The new revelation of “untargeted” collection and storage of SMS messages – including their contacts – was reported in a joint investigation between the Guardian and the UK’s Channel 4 News based on material provided by NSA whistleblower, Edward Snowden.
If the documents are legitimate, it shows the NSA extracted information on travel plans, contact books, financial transactions and more – including from individuals under no suspicion of illegal activity.
The presentation, labeled on some pages as Top Secret and Secret, also reveal the UK spy agency GCHQ has made use of the NSA database to search the metadata of “untargeted and unwarranted” communications belonging to people in the UK. The Guardian reports on average each day the NSA was able to extract:
• More than 5 million missed-call alerts, for use in contact-chaining analysis (working out someone’s social network from who they contact and when)
• Details of 1.6 million border crossings a day, from network roaming alerts
• More than 110,000 names, from electronic business cards, which also included the ability to extract and save images.
• Over 800,000 financial transactions, either through text-to-text payments or linking credit cards to phone users
The report also reveals the extraction of geolocation data from more than 76,000 text messages a day, including from “requests by people for route info” and “setting up meetings.” Itinerary texts sent by travel companies, including cancellations and delays to travel plans, were also gathered.
The unclassified portions of the brief reveal other interesting data points about communication habits of mobile users; 6.1 trillion SMS messages were sent in 2010, roughly 200,000 per second.
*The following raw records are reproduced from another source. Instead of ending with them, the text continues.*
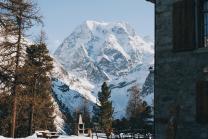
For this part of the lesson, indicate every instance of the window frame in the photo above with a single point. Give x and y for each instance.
(200, 24)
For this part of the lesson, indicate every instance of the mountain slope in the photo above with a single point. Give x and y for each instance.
(96, 52)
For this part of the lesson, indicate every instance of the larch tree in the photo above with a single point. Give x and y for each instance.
(137, 110)
(106, 109)
(38, 66)
(17, 16)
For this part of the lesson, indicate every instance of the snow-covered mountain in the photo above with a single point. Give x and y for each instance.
(96, 52)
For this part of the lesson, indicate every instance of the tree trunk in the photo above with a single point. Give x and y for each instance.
(13, 125)
(31, 119)
(17, 58)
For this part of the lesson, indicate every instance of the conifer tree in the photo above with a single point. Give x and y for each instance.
(16, 17)
(106, 109)
(137, 110)
(38, 66)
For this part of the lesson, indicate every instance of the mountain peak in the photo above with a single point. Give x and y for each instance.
(99, 50)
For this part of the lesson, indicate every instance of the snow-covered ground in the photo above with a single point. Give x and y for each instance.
(99, 51)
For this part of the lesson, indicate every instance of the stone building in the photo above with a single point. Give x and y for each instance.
(181, 69)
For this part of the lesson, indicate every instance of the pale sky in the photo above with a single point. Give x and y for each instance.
(61, 17)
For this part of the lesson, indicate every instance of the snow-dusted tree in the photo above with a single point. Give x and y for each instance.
(38, 66)
(137, 110)
(16, 17)
(106, 109)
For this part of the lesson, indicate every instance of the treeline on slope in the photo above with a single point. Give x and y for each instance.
(25, 86)
(139, 114)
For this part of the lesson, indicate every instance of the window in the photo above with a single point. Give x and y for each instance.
(203, 23)
(202, 102)
(184, 27)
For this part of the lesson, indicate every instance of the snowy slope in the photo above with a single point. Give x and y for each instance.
(96, 52)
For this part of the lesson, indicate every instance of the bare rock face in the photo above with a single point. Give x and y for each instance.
(98, 51)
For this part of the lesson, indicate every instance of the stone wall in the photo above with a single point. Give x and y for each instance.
(176, 75)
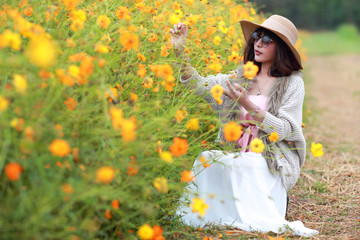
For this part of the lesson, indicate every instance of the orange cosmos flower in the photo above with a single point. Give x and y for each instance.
(217, 91)
(101, 62)
(187, 176)
(128, 130)
(180, 115)
(13, 171)
(71, 103)
(166, 156)
(148, 82)
(28, 11)
(274, 137)
(157, 233)
(70, 4)
(123, 13)
(103, 21)
(193, 124)
(257, 145)
(129, 40)
(232, 131)
(141, 57)
(179, 147)
(145, 232)
(20, 83)
(108, 214)
(41, 52)
(160, 183)
(142, 71)
(164, 51)
(133, 168)
(105, 174)
(111, 94)
(115, 204)
(60, 147)
(116, 115)
(101, 48)
(153, 37)
(250, 70)
(67, 188)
The brief projected that number to exceed 10 trillion last year and revealed that the two countries that send the most texts are the Philippines and the United States.
The National Security Agency did respond to The Blaze’s request for comment with a blanket statement via email:
“As we have previously stated, the implication that NSA’s collection is arbitrary and unconstrained is false. NSA’s activities are focused and specifically deployed against – and only against – valid foreign intelligence targets in response to intelligence requirements. DISHFIRE is a system that processes and stores lawfully collected SMS data.
Because some SMS data of U.S. persons may at times be incidentally collected in NSA’s lawful foreign intelligence mission, privacy protections for U.S. persons exist across the entire process concerning the use, handling, retention, and dissemination of SMS data in DISHFIRE. In addition, NSA actively works to remove extraneous data, to include that of innocent foreign citizens, as early as possible in the process.”